The test deployment began after Meta completed a critical stage in chip development known as “tape-out,” where an initial design is sent to a manufacturing plant. This process, which can cost tens of millions of dollars, is a key milestone in chip production.

Meta previously abandoned a similar project after early tests failed, opting instead to invest billions in Nvidia GPUs in 2022. 

Nonetheless, Meta is still one of Nvidia’s largest customers, using its hardware to train AI models that power recommendation systems, advertising tools, and its Llama series of foundation models.

The company has already deployed an earlier version of its in-house chip, known as the Meta Training and Inference Accelerator (MTIA), for AI inference—where AI systems generate responses based on user inputs. 

Meta now aims to expand its use of proprietary chips for AI training, which involves feeding massive amounts of data into models to improve their accuracy and capabilities.

Speaking at the Morgan Stanley technology, media, and telecom conference last week, Meta’s Chief Product Officer Chris Cox described the company’s chip strategy as progressing in stages. “We’re working on how would we do training for recommender systems and then eventually how do we think about training and inference for gen AI,” he said. He added that while the company is still in the early phases, the first-generation MTIA chip for recommendations was seen as a “big success.”

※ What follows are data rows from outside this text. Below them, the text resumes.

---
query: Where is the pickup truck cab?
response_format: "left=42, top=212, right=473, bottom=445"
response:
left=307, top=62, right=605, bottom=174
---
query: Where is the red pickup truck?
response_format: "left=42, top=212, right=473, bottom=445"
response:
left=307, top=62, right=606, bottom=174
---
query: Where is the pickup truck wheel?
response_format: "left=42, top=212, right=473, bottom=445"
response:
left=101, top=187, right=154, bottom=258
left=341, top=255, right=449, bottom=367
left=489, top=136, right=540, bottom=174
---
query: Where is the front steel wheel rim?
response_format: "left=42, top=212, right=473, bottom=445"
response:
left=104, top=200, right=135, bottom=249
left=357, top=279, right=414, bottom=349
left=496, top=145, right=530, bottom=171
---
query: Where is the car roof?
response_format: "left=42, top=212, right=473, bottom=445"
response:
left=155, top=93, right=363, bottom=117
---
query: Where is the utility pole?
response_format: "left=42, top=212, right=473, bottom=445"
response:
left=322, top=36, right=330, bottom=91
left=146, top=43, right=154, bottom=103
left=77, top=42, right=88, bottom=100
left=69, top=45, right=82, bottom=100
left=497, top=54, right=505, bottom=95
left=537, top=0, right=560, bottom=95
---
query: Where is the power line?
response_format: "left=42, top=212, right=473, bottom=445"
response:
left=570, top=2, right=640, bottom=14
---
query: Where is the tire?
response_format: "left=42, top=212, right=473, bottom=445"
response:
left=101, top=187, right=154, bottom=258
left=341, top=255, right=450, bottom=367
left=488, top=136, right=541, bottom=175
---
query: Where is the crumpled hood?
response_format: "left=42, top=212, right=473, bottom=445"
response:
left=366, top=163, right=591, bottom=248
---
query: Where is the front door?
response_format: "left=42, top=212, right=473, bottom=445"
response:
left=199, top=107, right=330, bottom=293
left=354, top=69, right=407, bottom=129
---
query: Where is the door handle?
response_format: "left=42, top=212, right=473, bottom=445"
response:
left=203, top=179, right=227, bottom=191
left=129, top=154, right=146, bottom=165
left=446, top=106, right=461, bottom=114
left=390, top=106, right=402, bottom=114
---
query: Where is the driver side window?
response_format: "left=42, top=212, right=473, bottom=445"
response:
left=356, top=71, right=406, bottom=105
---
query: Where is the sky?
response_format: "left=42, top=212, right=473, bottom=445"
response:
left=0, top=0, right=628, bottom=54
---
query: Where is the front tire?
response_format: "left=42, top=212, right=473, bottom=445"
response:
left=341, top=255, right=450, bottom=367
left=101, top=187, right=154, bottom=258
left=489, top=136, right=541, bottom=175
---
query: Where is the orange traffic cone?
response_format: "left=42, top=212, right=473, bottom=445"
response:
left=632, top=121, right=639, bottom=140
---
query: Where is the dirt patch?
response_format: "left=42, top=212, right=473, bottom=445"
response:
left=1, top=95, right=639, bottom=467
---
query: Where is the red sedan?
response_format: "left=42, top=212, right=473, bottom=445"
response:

Meta’s goal to reduce reliance on Nvidia comes when the AI chip market is changing. The dominance of large language models trained on vast datasets has been challenged by new approaches focused on computational efficiency.

Chinese startup DeepSeek recently launched low-cost AI models that rely more on inference rather than extensive training, raising talks about the long-term sustainability of scaling up AI models with massive amounts of data. This change briefly led to a sharp decline in Nvidia’s stock value earlier this year, though the company has since regained most of its losses.

While Meta’s in-house chip build could eventually reduce costs and enhance AI performance, the company still has challenges in matching Nvidia’s advanced hardware capabilities.